From Evince issue https://gitlab.gnome.org/GNOME/evince/-/issues/1943,
a user provide two mostly identical PDFs: test-bad.pdf and test-good.pdf. For the incorrect one, some items do not get properly selected during search. I run evince in debug mode to show the borders of the different elements found, and in the "bad" pdf (right), we can see that some elements are not selected .
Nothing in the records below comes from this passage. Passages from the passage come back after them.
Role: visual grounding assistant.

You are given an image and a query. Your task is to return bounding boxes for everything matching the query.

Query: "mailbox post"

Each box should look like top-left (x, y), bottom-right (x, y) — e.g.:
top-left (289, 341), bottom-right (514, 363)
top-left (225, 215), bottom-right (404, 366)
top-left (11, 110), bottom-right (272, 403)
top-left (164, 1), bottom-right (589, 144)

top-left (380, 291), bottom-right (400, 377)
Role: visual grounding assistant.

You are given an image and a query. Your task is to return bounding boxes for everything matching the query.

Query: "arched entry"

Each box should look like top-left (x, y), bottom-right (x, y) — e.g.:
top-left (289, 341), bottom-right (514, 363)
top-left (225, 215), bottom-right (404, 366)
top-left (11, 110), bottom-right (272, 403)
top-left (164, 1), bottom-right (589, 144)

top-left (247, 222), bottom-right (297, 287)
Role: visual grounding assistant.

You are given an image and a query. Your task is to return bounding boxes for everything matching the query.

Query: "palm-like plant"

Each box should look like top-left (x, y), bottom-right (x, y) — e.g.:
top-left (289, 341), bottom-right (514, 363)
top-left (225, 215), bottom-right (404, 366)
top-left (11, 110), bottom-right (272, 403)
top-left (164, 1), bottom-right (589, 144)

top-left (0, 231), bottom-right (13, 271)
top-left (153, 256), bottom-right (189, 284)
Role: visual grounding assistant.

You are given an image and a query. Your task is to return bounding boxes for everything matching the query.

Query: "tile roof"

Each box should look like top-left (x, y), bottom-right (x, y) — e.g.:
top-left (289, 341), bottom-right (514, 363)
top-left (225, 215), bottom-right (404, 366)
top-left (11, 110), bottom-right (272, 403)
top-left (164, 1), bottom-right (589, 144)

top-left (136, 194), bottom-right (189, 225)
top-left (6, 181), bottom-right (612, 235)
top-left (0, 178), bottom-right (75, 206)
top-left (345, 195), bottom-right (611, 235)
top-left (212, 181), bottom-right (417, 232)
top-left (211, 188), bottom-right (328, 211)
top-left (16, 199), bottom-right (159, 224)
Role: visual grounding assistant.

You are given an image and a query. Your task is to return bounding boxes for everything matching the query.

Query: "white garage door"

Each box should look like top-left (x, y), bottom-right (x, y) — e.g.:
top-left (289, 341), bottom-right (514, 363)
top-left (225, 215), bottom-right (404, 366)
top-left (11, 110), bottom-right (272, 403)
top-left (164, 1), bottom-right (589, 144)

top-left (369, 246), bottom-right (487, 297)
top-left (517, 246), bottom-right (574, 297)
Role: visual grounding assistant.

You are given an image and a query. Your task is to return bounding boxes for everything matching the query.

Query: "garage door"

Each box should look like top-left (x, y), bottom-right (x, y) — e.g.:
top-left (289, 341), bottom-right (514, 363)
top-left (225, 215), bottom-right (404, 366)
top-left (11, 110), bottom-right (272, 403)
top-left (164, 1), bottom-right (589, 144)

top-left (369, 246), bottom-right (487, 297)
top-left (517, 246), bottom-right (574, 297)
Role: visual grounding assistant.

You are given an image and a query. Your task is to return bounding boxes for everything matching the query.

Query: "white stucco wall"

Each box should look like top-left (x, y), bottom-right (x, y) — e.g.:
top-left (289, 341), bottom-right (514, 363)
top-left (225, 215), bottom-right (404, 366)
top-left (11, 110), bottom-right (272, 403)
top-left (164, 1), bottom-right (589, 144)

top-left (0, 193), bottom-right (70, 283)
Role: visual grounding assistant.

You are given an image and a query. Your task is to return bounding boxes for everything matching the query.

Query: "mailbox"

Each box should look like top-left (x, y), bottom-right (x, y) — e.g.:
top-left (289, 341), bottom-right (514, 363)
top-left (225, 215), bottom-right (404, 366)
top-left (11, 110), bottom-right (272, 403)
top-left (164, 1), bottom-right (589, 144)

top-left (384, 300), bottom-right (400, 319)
I used pdftotext -bbox-layout
to try to identify the differences between both PDFs, but the only thing I found was (some elements where also ordered in a different way, but I ordered them back to reduce the diff, since otherwise they were identical):
@@ -62,9 +62,10 @@
</block>
</flow>
<flow>
- <block xMin="-0.242505" yMin="376.978798" xMax="38.611765" yMax="464.909000">
- <line xMin="-0.242505" yMin="376.978798" xMax="38.611765" yMax="464.909000">
- <word xMin="-0.242505" yMin="376.978798" xMax="38.611765" yMax="464.909000">DRAFT</word>
+ <block xMin="-0.666505" yMin="312.566050" xMax="38.187765" yMax="529.340000">
+ <line xMin="-0.666505" yMin="312.566050" xMax="38.187765" yMax="529.340000">
+ <word xMin="-0.666505" yMin="441.409798" xMax="38.187765" yMax="529.340000">DRAFT</word>
+ <word xMin="-0.666505" yMin="312.566050" xMax="38.187765" yMax="432.891747">VERSION</word>
</line>
</block>
</flow>
which told me very little about the issue. I did further debugging in poppler, and arrived to the poppler_page_get_text_layout_for_area
. There, getSelectionWords
provides completely different results for the PDFs, with 10 lines for the "good", and 5 lines for the "bad". I do not understand how such a small difference in the layout can provide such results, specially when also some text that does not change at all is not selected. I would be happy to try debug this further, but I would like to know if I could get some further pointers on how to understand how the layout changes affect the text selection, since I'm really missing something.